To be fair, the Moto G9 and G8 series will be receiving the version 11 update “in the coming months”, but that hasn’t happened yet. Here’s the official lists of phones waiting to be updated. You’ll notice that G-series models from 2019 are not on it. And even the relatively high-end One Zoom ends its update career with only one major OS update.
What we’re getting at is that pure Android is no guarantee for long term support or fast updates (even though it should have been). And some people like the extra features added by maker skins. So, who wants pure Android, anyway?
Not at this price
So far we’ve barely mentioned the Moto G10, G30’s lesser sibling. And we do mean lesser – while you can make an argument in support of a 720p+ 90 Hz display, G10’s 60 Hz panel is just not great. Worse, the 5,000 mAh battery now gets bog-standard 10W charging. Also, the phone has 64 GB built-in storage as standard, half what the G30 has.
Keep in mind that the Moto G10 is €150, only €30 less than its sibling. We think we’d pay €30 just to have 128 GB storage, never mind the screen refresh rate, charging speed and the camera downgrades (main sensor down to 48 MP, selfie cam to 8 MP).
The Moto G10 needs an instant and permanent discount if it has any hope of getting picked over the G30, not to mention the gaggle of phones from competing brands that are just plain better. Come to think of it, the G30 would be a lot punchier if a few euro are snipped off its price tag.

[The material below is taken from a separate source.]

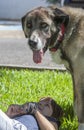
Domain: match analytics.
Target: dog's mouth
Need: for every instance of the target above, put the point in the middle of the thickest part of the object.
(38, 56)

A well-rounded package but…
The Moto G30 launches with Android 11 and has a good chance of getting 12 next year. The 128 GB storage is double what most phones in this price range get (and is expandable). The 3.5 mm headphone jack and NFC are solid additions as well. Also, as discussed above, the camera and battery are pretty solid.
Then there are the, shall we say, less amazing features. The old Snapdragon 662 chipset in particular is not great as it is the reason the camera can’t do 4K. It doesn’t offer a ton of performance either. The plastic frame with IP52 protection is nothing too exciting.
The G30 is a well-rounded phone, however, we fear that it will be swallowed up by similar (and sometimes better) phones from brands with bigger market share and higher visibility – Samsung, Xiaomi, Realme and Poco all have a lot of marketing power behind them and phones that offer similar (and on occasion better) value for money.